Da der Vater des Mädchens mit Rhett befreundet war, fühlte sich Micha in ihrer Gegenwart schon nicht mehr so seltsam. Er warf einen Blick über den Hof ins Küchenfenster. Richtig, da saßen einige Leute zusammen am Tisch.
Micha war immer vorsichtig, wenn er mit Kindern von fremden Leuten zu tun hatte, aber Imogen wollte nur schaukeln. Also rutschte er aus dem Autoreifen und hielt ihn für sie fest. Sie kam sofort angerannt und versuchte, an dem Reifen hochzuspringen und hineinzuklettern, war aber zu klein.
»Soll ich dir helfen?«, fragte Micha und krempelte sich die Ärmel hoch.
Imogen schnaubte und schob die Brille hoch. »Ja, bitte. Mir gefallen deine Bilder.«
Micha, der gerade nach ihr greifen wollte, hielt überrascht inne. Dann dämmerte ihm, dass sie seine Tätowierungen meinte. Seine Unterarme waren voll davon und er hatte vor, sich auch die Oberarme und den Rücken tätowieren zu lassen. Micha war nicht sehr muskulös und groß und kam sich durch die Tattoos nicht ganz so schmächtig vor. Sie waren seine Rüstung und schützten ihn vor einer Welt, die ihn allzu oft hungrig in der Kälte alleingelassen hatte. Einige der Tattoos hatte er sogar teilweise selbst entworfen.

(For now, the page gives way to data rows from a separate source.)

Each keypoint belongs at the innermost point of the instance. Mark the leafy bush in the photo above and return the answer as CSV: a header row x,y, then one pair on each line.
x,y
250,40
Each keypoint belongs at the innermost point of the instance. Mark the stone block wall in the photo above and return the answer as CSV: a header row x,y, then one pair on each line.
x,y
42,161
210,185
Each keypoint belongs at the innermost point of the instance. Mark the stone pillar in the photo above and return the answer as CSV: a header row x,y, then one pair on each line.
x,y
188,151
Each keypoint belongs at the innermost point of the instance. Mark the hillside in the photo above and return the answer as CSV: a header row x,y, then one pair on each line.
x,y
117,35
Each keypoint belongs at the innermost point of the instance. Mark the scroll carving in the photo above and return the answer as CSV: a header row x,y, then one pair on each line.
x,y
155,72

»Danke«, sagte er und drehte den Arm um, um ihr mehr davon zu zeigen. »Hast du ein Lieblingsbild?«
Imogen schnappte nach Luft, schlug die Hand vor den Mund und stellte sich auf die Zehenspitzen. »Meerjungfrau! Meerjungfrau!«
Micha grinste und hielt ihr die Hand hin, damit sie die Tätowierung an seinem Handgelenk besser sehen konnte. »Und siehst du das?«, sagte er und zeigte ihr seine andere Hand. »Hier ist ein Piratenschiff. Glaubst du, die beiden könnten Freunde werden?«
Imogen nickte begeistert. »Sie singt für die Piraten und rettet sie, wenn ihr Schiff untergeht. Dann heiratet sie den Prinzen.«
Micha lächelte kläglich. »Es gibt immer irgendwo einen Prinzen, nicht wahr?«, murmelte er.

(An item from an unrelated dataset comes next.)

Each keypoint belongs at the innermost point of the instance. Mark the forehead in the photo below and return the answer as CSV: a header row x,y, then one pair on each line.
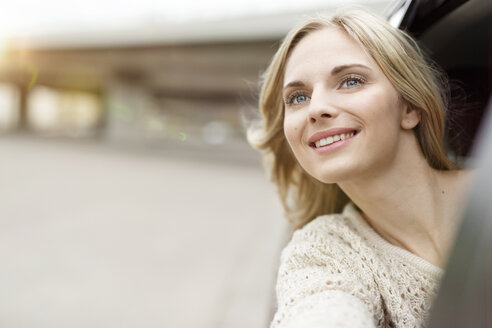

Vielleicht würde er eines Tages auch seinen Prinzen finden.
Er zeigte auf den Autoreifen. »Soll ich dir jetzt helfen? Dann kann ich dich anstoßen.«
»Ja, ja!« Imogen streckte die Arme aus und ließ sich von ihm hochheben. Er hielt sie vorsichtig um die Taille, während sie unbeholfen die Beine durch den Reifen schob. »Ich will ganz hoch schaukeln. Bis zum Mond!«
»Wow«, sagte Micha. »Bis zum Mond, ja? Das ist aber ziemlich weit.«
»Ich bin eine Entdeckerin«, erklärte ihm Imogen stolz. »Ich reise um die ganze Welt. Zweimal. Und dann zum Mond und übers Meer. Und auf den Meeresgrund. Dort sind nämlich die Meerjungfrauen.«
»Das ist ein wunderbarer Plan«, meinte Micha. »Darf ich mitkommen?«
Imogen nickte und Micha brachte die Schaukel zum Schwingen. Sie sah ihn über die Schulter an.

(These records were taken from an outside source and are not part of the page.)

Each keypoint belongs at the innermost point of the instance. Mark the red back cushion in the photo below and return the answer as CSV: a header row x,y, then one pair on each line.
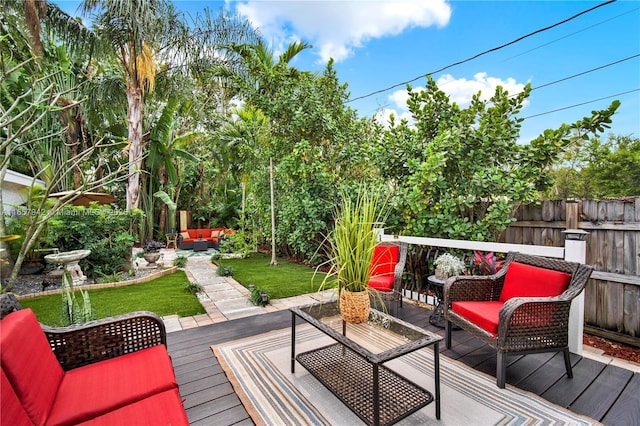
x,y
12,413
384,259
29,363
111,384
203,233
524,280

»Aber wir müssen erst packen. Du brauchst eine Zahnbürste und Socken zum Wechseln. Mommy hat das gesagt. Sie ist auch verreist, aber sie kommt bald zurück.«
Micha unterdrückte ein Lachen. »Socken zum Wechseln. Wird gemacht.«
»Höher!«, rief Imogen, warf die Arme in die Luft und kickte mit den Beinen. Sie wäre fast aus dem Reifen gefallen, aber Micha hielt ihr rechtzeitig die Hand an den Rücken und stützte sie. Sie schien es gar nicht zu bemerken.
»Nur, wenn du dich gut festhältst«, sagte er. »Wie willst du denn bis zum Mond fliegen, wenn du dich in deiner Rakete nicht anschnallst?«
Imogen salutierte und hielt sich wieder am Reifen fest. »Aye, aye, Kapitän!«
Micha lachte und stieß sie etwas fester an. Es war, als hätte das Kind all seine Sorgen wie weggewischt. Ja, sein Leben war nicht das beste, aber es hätte viel schlimmer kommen können. Er war zu Hause, war der Haft entkommen und Brie war, soweit er wusste, in Sicherheit. Seine Familie liebte ihn immer noch, auch wenn er sich bei ihr wie ein Außenseiter fühlte.
Und dann war dieser kleine Engel aufgetaucht und hatte ihn daran erinnert, dass er sein Leben noch vor sich hatte. Es gab noch so vieles zu entdecken. Doch jetzt wollte er einfach nur genießen, das kleine Mädchen glücklich zu machen, das in dem alten Autoreifen hin und her schaukelte. Sie war so voller Optimismus. Er fragte sich, wer wohl ihr Vater sein mochte. Vermutlich war er ein toller Mensch.
Der morgige Tag mochte wieder beschissen werden, aber in diesem Augenblick war das Leben gar nicht so schlecht.